Aun así, entre los familiares que si asistieron al sepulcro estuvieron sus padres que lloraban desconsolados la terrible perdida. Ellos ya tenían un aspecto veterano que les suponía entre sesenta y setenta años. Su cabello canoso y sus caras arrugadas los delataban. Enseguida, se encontraba solo uno de sus hermanos, Juan Carlos, el menor de los tres. Hacía mucho tiempo que no lo había vuelto a ver desde que se fue a estudiar su maestría a Berlín. El chico, que tenía dos años menos que Julián, le llora un poco pero, no sentía tanta pena por causa de las fechorías que se dedicó a hacer con Paola. Era por eso que de alguna manera le reclamaba.

-Fuiste un idiota. No debiste envenenar a Paola, era una buena mujer y tú habrías sido un gran padre y, ahora, por tu egoísmo y por tu necedad te vas.

-Hermano -le dijo Julián, acercándose a Juan Carlos, poniéndole una mano sobre su hombro, sin posibilidad de ser escuchado. -No seas tan cruel conmigo. Lo que hice, lo hice porque pensaba que era lo correcto.

-¿Como en nombre de Cristo pensarías que asesinar a tres personas inocentes seria lo correcto? -pregunto un tipo con aspecto elegante: una camisa blanca y un moño rojo debajo de la garganta, un sombrero color negro y pantalón de vestir.

Julián se sorprendió al escuchar que alguien, además del hombre vestido de blanco que, por cierto, venia llegando al sepelio, cruzando otro par de entierros más, se estaba comunicando con él.

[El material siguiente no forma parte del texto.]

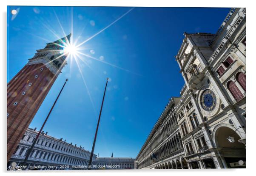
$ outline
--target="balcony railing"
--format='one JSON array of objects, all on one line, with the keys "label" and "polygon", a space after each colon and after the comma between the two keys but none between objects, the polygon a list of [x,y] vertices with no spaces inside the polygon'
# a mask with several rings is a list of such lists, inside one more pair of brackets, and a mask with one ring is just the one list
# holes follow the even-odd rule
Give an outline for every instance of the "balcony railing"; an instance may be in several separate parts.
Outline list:
[{"label": "balcony railing", "polygon": [[236,101],[236,102],[238,102],[245,97],[245,92],[244,93],[242,94],[239,95],[237,97],[236,97],[236,98],[235,99],[235,101]]},{"label": "balcony railing", "polygon": [[198,150],[201,153],[204,153],[205,151],[209,148],[208,146],[204,146],[198,148]]}]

Hacía días que nadie conversaba con él.

-¿Tú me estás hablando? -le pregunto Julián, sorprendido.

-Claro, quien más podría hablar con un muerto si no es otro muerto.

-¿Usted también está muerto?

-Me gustaría estarte bromeando pero si, fue ayer apenas cuando vi mi automóvil cayendo hacia el fondo del barranco... fue tan trágico -al hombre se le escapaba el aliento al hablar.

-Eso suena como a un accidente.

-Claro, fue un accidente.

-¿Entonces, porque terminaste en el purgatorio?

-Porque debo redimir los daños que desate en la tierra. Porque mi auto se desbarranco luego de que las llantas patinaran sobre el asfalto, a la mitad de una curva, donde alrededor solo había maleza y obscuridad. Estaba lloviendo, el trabajo de los limpiaparabrisas era insuficiente con tanta agua que les caía encima y, por si hubiera sido poco, las luces estaban fallando. No podía ver hacia adelante...

-Pero de que hablas hombre, no veo ningún daño en esa situación.

-... entonces, el pequeño comenzó a llorar...

-¿Que, un pequeño, a que te refieres?

El hombre volteo a ver a la cara a Julián con un semblante aterrador.

-... era un pequeño muy adorable pero, mi hijo estaba muriendo...

-Sabes, la verdad no te estoy entendiendo nada.

-Lo que sucede, Julián, es que no estás poniendo atención -interrumpió el hombre de blanco que, escuchaba la historia de aquella pobre alma en pena, recargad, muy alegre y quitado de toda pena sobre el ataúd de Julián a quien le rezaban unas oraciones, esperando que su alma encontrara la luz. -A partir de este momento no eres más Julián Quintana -prosiguió. -Eres un ser vagabundo que debe escuchar al resto de los seres que te acompañan en el camino.